I have a vector3 I am using to determine direction. The vector3 is normalized.

I am having a strange thing happen with it. For the most part everything is fine, but when I move the character to the right side of the screen, something strange occurs with the normalized vector.

Looking at it in the inspector, or using debug.log to write out the vector, I see the expected (0, -1, 0) or whatever direction I am moving in. However, when I expand the vector3, the x value is a large negative scientifically notated number. Any idea what would cause this, and how to correct it?

Any help is appreciated!
-Larry

3608565--293263--Vector3 Problem.png

It is a floating point precision issue, and it is common. Notice that it is -1.9E-06, which is actually -0.0000019, which of course is very small. Negligible for all intents and purposes.
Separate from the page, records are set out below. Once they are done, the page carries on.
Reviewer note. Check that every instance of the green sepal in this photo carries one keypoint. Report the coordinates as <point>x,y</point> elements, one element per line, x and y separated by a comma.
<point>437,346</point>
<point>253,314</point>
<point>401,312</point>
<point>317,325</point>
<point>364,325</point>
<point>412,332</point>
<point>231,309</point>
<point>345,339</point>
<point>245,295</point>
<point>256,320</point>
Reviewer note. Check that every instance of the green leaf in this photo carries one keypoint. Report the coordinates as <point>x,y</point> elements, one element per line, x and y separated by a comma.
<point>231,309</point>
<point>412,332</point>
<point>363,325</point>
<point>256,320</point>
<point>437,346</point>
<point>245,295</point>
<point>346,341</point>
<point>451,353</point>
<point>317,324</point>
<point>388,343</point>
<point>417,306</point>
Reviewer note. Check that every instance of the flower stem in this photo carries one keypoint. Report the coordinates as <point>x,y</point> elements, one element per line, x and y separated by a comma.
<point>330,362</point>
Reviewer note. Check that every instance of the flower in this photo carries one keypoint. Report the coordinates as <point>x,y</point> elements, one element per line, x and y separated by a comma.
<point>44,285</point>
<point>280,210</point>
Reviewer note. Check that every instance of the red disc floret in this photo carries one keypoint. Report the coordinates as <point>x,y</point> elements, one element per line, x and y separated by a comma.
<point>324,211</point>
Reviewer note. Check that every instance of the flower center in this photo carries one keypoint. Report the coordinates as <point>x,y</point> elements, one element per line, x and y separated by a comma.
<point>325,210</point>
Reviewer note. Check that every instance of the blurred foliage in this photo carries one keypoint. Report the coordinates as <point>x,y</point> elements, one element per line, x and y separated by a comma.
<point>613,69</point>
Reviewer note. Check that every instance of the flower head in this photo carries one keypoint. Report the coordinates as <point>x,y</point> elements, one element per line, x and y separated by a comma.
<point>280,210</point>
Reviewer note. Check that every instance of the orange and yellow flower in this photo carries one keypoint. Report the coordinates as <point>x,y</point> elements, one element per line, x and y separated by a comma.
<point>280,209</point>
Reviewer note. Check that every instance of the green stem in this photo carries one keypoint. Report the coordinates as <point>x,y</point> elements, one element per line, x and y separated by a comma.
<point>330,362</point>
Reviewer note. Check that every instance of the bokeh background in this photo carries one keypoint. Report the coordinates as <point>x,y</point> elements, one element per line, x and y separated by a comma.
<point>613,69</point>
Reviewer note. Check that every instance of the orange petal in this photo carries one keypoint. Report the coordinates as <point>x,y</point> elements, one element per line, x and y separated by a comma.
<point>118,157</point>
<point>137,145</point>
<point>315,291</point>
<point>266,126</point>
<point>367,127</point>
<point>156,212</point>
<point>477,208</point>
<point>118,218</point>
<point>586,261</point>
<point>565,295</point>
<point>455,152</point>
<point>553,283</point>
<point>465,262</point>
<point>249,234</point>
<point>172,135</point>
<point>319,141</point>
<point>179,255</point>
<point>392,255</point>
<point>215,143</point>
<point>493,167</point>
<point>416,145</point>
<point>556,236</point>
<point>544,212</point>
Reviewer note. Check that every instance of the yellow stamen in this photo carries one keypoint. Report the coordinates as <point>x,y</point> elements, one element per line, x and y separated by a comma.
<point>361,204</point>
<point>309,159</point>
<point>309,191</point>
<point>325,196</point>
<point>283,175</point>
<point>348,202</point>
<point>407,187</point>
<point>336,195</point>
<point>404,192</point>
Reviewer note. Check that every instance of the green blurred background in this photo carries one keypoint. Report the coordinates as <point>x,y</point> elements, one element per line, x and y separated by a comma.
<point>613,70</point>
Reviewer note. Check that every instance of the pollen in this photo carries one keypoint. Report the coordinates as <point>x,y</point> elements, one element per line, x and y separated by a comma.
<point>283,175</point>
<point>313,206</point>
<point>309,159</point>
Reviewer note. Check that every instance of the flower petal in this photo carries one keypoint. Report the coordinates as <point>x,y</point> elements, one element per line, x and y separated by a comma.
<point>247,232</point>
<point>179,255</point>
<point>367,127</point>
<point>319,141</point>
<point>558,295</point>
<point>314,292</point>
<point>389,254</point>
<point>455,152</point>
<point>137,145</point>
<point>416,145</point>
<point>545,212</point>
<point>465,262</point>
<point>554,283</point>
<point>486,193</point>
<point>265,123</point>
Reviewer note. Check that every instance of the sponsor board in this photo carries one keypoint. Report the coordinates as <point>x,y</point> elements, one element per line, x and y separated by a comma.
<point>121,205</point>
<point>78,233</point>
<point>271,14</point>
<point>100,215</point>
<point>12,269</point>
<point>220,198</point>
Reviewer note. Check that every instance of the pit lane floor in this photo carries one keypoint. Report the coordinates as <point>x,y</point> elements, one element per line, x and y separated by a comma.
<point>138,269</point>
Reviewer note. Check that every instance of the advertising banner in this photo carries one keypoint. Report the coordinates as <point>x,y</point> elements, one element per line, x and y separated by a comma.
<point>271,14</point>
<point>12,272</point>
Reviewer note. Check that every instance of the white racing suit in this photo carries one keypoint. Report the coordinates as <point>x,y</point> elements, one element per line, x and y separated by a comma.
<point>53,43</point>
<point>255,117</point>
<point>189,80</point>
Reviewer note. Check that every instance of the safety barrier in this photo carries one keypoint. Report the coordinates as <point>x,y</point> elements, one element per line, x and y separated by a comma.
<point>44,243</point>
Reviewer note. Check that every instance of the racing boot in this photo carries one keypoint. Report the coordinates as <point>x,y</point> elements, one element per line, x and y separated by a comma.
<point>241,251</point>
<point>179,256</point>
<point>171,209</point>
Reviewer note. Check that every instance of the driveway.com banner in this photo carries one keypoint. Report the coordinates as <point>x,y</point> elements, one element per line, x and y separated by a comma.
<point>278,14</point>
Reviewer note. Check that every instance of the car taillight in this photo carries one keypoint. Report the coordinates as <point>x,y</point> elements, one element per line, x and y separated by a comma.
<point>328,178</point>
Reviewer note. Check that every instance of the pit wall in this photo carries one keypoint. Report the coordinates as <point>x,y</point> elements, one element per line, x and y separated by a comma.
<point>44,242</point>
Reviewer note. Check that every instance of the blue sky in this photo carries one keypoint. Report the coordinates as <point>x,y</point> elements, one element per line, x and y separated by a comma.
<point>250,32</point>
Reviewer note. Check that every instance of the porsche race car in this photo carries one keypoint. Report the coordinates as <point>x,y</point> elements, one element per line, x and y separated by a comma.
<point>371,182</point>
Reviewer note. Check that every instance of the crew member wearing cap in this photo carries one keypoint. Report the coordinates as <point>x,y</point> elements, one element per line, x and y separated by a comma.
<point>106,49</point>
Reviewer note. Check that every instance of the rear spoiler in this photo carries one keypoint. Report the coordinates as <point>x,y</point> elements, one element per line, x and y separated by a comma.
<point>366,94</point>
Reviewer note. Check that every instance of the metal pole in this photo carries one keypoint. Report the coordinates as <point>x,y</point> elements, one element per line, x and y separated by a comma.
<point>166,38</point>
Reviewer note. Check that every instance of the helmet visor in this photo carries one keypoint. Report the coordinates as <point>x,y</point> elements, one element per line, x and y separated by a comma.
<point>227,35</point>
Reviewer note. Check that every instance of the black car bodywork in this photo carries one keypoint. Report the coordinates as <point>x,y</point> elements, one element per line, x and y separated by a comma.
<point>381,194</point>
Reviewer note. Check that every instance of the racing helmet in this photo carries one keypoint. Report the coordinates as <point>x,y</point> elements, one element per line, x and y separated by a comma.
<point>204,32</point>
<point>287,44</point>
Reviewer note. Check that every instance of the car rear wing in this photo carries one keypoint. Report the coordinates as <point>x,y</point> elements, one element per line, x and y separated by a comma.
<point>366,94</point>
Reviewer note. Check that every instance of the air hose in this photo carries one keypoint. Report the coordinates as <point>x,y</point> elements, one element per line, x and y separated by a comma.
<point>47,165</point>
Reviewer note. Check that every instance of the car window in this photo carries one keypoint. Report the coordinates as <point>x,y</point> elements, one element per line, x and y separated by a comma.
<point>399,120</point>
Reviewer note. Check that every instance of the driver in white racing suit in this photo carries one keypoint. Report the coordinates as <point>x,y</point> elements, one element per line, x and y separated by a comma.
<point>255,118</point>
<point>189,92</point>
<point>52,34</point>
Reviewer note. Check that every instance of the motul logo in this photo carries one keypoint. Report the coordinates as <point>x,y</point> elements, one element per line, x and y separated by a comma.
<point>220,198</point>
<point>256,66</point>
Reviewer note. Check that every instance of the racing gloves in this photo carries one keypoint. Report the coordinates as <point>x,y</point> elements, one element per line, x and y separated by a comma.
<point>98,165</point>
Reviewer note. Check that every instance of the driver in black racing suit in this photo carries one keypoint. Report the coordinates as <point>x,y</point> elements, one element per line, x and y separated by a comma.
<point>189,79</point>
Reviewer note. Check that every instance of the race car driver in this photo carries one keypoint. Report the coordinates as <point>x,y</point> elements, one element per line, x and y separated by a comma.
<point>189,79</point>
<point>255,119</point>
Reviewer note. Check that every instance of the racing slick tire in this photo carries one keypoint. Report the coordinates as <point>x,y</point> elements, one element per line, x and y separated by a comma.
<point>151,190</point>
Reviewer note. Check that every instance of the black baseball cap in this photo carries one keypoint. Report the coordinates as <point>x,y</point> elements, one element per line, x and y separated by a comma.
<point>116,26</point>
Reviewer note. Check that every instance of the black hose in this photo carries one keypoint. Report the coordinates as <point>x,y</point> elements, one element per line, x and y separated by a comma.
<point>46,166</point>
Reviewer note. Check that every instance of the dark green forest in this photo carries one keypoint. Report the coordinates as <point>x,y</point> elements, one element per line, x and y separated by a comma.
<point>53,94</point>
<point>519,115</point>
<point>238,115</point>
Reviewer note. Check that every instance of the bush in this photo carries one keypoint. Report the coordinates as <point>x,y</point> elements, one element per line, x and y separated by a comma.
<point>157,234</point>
The problem it is causing me is the code I wrote to determine direction expects a 0 there, when moving up or down, and it is resulting in the moving left animation playing when moving up or down. I can adjust the code to correct for it, but it was just confusing the heck out of me why it was doing that in the first place. It only appears to do it, when my transform position moves to the right side of the screen.

-Larry

Always expect that floats could be not equal to exact number.
Don’t do == and use Mathf.Approximately() or do the .Abs() < Precision instead if that’s the case.

1 Like

Was just strange when it was working fine until I got the the right side of the screen, then went all wonky :slight_smile:

I have corrected for it in code, and everything is working as expected now, was just really confused :slight_smile:

Thank you both for your responses!

-Larry

Check that floats are within a range, don’t check that floats are exactly a specific number.

if (myFloat > -0.001f && myFloat < 0.001f)
{
    something();
}

You won’t necessarily see the effects of precision issues until a float gets a high enough value either positive or negative for accuracy errors to start showing up. Floats can record around 7 decimal places with high accuracy.